In his TV series on FX, 'Rescue Me,' Denis Leary has tried to take care of this problem by portraying the men of Manhattan's Truck 62 as the kind of guys who would gladly use their hero's welcome to get laid. 'All that pussy I was getting after 9/11?' one of them complains to Leary's Tommy Gavin. 'Now, nothing. People forget.' Sexist, racist, homophobic ' there isn't much you can say for these bad boys except that they routinely put their asses on the line. And it's ruining their lives. Still in a state of shock after losing four of their brethren at the World Trade Center, each has retired to his own corner, licking his wounds. Did I mention that the show is excruciatingly funny?
Slow to respond, as usual, Hollywood finally arrives on the scene with Ladder 49, a straight-ahead look at what the average firefighter has to go through to earn a living. Beefed up a bit, Joaquin Phoenix stars as Jack Morrison, a good little Catholic boy who just wants to help others. When the movie opens, he's on the 12th floor of a towering inferno that's supposed to remind us of the World Trade Center. Part of the building collapses, and he's trapped amid the debris, his whole life flashbacking before our eyes ' well, not his whole life, just the firefighting part. It's a pretty conventional story: firstday jitters, hazing, first-fire jitters, acts of heroism, wife, kids, more acts of heroism.
Lewis Colick, who wrote the script, doesn't provide a lot in the way of conflict. Jack keeps putting himself in harm's way, but that's his job, and the movie doesn't make much out of the fact that he seems like a bit of a risk junkie. Maybe they all are. Maybe that's what makes them heroes. Jack's wife, Linda, nicely underplayed by Jacinda Barrett, sleeps with one eye open, lest the Grim Reaper make a play for her husband, but she gradually comes to accept that a fireman's gotta do what a fireman's gotta do.

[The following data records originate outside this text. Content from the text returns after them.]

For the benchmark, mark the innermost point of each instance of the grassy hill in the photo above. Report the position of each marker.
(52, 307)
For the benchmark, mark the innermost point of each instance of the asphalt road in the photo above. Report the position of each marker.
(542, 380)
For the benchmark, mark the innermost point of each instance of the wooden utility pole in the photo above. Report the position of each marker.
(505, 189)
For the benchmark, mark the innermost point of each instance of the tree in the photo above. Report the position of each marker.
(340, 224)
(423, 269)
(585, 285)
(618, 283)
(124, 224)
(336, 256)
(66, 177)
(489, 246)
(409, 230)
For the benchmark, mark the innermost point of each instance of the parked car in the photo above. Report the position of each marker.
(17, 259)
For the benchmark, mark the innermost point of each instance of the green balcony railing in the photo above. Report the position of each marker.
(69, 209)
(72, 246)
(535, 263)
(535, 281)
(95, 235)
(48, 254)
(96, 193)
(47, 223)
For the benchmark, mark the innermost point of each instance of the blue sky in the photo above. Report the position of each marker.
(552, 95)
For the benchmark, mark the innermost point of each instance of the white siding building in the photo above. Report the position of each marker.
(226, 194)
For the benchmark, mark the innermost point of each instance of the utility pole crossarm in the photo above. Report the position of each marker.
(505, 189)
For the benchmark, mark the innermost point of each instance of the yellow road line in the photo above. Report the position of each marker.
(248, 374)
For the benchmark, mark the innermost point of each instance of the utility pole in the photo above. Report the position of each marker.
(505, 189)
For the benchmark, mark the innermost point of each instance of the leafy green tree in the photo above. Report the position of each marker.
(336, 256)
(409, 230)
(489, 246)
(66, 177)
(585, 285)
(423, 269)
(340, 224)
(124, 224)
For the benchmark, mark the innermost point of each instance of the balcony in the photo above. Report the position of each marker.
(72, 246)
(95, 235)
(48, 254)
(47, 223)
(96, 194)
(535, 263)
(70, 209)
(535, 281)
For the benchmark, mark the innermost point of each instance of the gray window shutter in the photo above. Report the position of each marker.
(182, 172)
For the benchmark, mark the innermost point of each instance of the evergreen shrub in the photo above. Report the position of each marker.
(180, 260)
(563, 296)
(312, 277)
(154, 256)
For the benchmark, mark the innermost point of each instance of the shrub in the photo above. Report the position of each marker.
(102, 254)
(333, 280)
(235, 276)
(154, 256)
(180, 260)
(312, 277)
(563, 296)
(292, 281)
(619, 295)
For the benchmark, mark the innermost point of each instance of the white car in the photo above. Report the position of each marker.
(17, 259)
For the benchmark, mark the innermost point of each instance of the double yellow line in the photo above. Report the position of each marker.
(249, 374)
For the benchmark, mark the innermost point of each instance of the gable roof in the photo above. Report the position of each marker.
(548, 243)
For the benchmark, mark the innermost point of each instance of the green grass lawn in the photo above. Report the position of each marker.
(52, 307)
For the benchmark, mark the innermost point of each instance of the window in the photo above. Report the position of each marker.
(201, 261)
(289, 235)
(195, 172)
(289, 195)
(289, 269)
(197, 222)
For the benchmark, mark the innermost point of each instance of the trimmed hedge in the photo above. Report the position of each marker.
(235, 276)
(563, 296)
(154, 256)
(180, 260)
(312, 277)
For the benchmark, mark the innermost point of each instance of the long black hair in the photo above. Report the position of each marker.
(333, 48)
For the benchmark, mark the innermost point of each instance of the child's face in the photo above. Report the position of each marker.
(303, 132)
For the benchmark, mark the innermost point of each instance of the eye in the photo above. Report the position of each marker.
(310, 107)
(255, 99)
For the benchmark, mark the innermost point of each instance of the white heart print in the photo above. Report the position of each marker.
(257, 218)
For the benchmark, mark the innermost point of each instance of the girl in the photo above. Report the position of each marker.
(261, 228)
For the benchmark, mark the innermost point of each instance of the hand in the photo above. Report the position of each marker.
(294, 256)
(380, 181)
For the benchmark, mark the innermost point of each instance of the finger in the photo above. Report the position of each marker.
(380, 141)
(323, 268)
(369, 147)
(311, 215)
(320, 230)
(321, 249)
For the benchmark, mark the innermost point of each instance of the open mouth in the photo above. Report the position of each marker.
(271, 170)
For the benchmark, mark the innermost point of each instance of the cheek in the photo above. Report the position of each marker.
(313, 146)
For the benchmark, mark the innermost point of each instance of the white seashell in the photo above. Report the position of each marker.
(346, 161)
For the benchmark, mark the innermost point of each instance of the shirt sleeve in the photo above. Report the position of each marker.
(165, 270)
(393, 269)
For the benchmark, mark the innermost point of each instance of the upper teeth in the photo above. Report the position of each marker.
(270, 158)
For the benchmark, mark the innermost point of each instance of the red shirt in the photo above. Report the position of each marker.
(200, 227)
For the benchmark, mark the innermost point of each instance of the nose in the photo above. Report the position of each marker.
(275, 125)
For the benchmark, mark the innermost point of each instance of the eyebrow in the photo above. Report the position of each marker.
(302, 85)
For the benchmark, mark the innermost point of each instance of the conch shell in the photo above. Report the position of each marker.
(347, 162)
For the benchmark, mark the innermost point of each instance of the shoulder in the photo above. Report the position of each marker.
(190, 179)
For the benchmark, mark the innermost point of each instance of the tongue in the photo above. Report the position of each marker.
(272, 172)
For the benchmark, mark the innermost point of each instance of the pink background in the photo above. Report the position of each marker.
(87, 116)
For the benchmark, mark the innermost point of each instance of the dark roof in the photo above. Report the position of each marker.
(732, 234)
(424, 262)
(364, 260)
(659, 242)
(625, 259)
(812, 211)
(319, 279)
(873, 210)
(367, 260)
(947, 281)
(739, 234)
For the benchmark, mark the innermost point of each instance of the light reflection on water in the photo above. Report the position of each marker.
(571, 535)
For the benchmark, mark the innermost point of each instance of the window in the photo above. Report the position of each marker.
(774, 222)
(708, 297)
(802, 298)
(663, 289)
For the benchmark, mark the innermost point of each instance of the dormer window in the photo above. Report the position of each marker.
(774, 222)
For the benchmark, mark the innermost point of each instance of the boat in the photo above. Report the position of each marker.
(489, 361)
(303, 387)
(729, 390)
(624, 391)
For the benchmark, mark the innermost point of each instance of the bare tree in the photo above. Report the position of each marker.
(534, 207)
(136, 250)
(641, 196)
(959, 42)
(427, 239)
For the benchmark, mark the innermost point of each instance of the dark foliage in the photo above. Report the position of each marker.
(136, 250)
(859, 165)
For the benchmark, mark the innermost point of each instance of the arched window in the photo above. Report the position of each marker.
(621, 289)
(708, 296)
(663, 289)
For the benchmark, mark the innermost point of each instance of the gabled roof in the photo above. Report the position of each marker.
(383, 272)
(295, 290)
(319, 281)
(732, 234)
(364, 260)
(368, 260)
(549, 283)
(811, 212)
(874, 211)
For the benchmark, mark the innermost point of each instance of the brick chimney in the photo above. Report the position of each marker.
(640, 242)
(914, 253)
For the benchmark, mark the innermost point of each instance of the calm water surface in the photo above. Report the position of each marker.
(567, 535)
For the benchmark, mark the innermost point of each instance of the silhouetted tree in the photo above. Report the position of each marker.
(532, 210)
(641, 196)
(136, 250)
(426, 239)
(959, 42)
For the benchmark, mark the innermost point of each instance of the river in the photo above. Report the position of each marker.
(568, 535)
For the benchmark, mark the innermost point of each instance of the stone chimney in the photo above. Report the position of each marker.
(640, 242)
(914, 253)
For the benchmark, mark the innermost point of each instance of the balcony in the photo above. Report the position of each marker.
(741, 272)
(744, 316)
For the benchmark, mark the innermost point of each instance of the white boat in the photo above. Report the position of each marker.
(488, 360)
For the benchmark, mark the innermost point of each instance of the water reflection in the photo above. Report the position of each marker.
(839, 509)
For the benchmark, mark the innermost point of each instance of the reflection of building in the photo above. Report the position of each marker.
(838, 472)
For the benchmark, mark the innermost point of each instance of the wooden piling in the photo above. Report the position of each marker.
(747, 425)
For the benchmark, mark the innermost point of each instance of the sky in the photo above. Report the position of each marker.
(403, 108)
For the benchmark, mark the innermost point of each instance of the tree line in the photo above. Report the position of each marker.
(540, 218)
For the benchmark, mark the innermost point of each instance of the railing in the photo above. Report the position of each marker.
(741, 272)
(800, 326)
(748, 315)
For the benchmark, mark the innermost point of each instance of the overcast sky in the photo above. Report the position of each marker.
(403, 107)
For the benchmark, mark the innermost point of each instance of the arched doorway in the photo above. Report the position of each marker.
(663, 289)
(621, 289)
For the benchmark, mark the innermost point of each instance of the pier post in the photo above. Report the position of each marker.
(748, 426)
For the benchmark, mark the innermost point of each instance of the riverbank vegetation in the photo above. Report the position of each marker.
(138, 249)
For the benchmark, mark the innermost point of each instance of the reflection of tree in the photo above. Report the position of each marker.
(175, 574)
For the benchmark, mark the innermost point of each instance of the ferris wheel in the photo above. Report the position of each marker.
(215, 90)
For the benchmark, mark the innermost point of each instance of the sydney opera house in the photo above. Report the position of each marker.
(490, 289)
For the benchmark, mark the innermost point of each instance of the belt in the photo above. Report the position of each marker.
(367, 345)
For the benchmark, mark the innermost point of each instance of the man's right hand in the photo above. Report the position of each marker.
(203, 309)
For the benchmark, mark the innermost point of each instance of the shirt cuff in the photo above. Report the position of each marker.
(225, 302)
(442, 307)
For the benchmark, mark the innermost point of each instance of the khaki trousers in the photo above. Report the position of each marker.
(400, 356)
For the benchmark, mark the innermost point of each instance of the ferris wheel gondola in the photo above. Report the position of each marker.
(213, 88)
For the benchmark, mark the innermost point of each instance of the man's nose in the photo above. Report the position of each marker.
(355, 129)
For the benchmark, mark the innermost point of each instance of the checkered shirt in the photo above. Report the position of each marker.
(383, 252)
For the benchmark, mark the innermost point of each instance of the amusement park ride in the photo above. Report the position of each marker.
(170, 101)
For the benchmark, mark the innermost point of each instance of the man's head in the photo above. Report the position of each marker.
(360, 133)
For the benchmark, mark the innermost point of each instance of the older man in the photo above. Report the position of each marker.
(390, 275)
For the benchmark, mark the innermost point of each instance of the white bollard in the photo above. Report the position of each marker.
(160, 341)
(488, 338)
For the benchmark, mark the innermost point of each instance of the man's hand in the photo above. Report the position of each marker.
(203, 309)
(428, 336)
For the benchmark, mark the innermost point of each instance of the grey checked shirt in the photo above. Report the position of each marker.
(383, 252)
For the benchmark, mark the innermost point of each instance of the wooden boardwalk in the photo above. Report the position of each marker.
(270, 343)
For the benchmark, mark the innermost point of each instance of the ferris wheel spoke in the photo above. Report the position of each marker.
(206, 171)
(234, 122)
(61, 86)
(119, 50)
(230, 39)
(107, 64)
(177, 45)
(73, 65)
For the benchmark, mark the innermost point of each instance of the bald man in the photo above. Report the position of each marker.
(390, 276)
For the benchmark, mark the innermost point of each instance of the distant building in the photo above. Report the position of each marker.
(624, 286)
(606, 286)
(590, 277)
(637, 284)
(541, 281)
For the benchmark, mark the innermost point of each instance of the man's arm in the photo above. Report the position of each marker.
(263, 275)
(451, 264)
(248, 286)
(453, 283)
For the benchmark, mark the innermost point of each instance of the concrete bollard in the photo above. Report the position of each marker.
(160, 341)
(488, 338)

Which means there's nothing standing between Jack and a Medal of Valor, nothing except lacerating flames and thick clouds of smoke. Cue heroic music.
Baltimore, where the movie's set, seems to have been chosen for its supply of decrepit warehouses, but director Jay Russell doesn't exactly light the screen on fire, as Ron Howard did in Backdraft. Of course, that's all Ron Howard did in Backdraft; fire was the star of that show. Whereas Phoenix, looking more and more like Marlon Brando, is clearly the star of this one. John Travolta plays the captain, but he seems miscast as a conventionally unconventional hero. Only Phoenix manages to rise above, show us the real man behind the hero, the fear that makes courage all that more impressive. The movie never mentions 9/11. It doesn't have to.